Dec. 19, 2008 -- Question: What is pneumonia, what are the symptoms, and how is it treated?
Answer: Pneumonias usually come in different flavors. While the end result is basically tissue damage at the level of the lung tissues, the causative agents or microbes that lead to pneumonia are pretty diverse. In the medical literature we recognize many types of pneumonias. But the two most common types of pneumonias are really the viral causes -- and examples would be influenza pneumonia, which is prevalent during the winter season, but also if we talk about children and the younger population, there's respiratory syncytial viral pneumonia, which is RSV pneumonia, that can also be present in the young adult but also in the very elderly population.
But there is also the bacterial pneumonias. And the bacterial pneumonias, again, can be caused by microbes. A multitude of bacteria can affect the respiratory tract causing pneumonias. And in general -- and this is not a blank statement because exceptions do exist -- bacterial pneumonias are somewhat more serious than viral pneumonias.

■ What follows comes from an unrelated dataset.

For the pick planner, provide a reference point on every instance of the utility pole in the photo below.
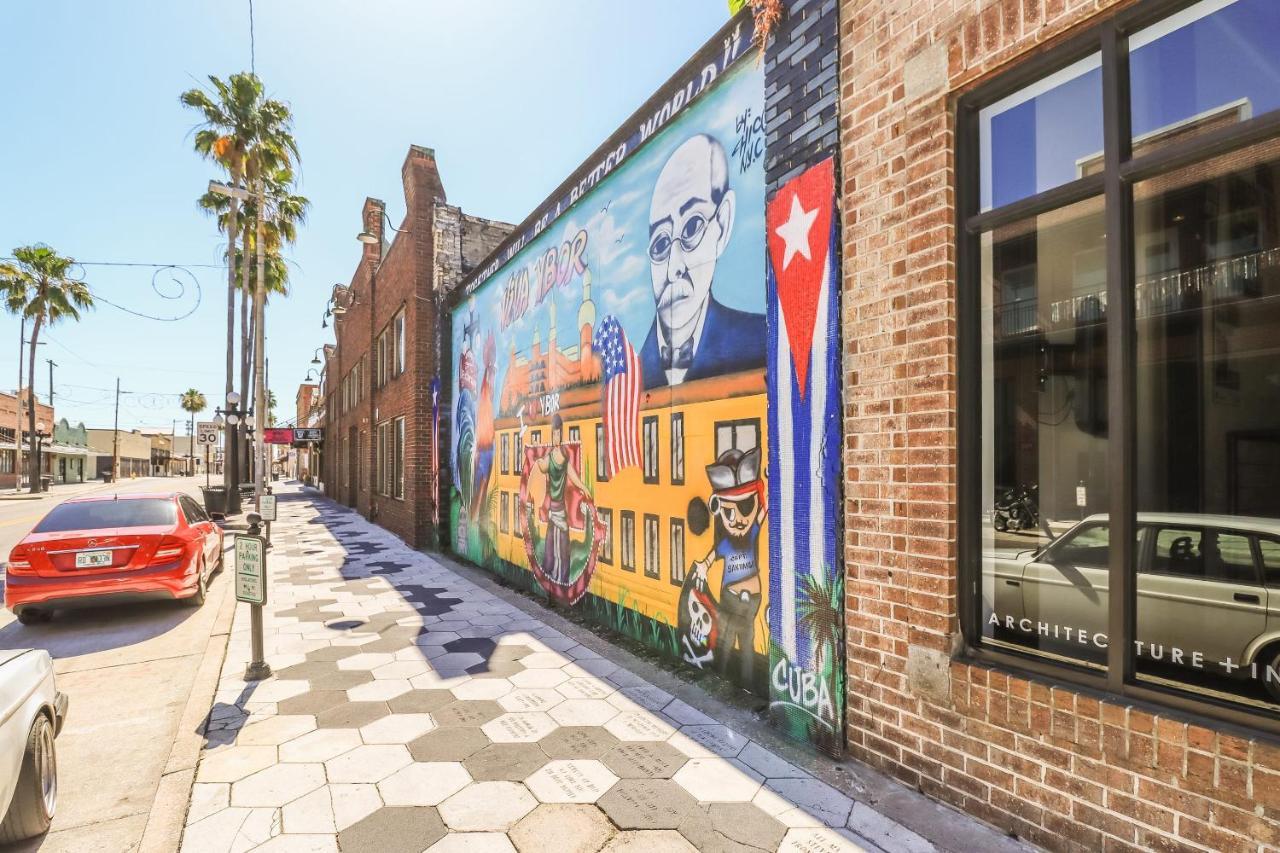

There are other types of pneumonias. One type is called atypical pneumonia, and better known as walking pneumonia. These are two or three different bacteria, atypical bacteria, which cause this. They're treated a bit differently, also with antibiotics, the same as with bacterial pneumonias, but with different antibiotics.
And we also deal sometimes, unfortunately in hospitalized patients who have very poor immunity, fungal pneumonias can be an etiology, and, unfortunately, in these specific situations, both the prognosis is bad and the sort of long-term outlook is also dire.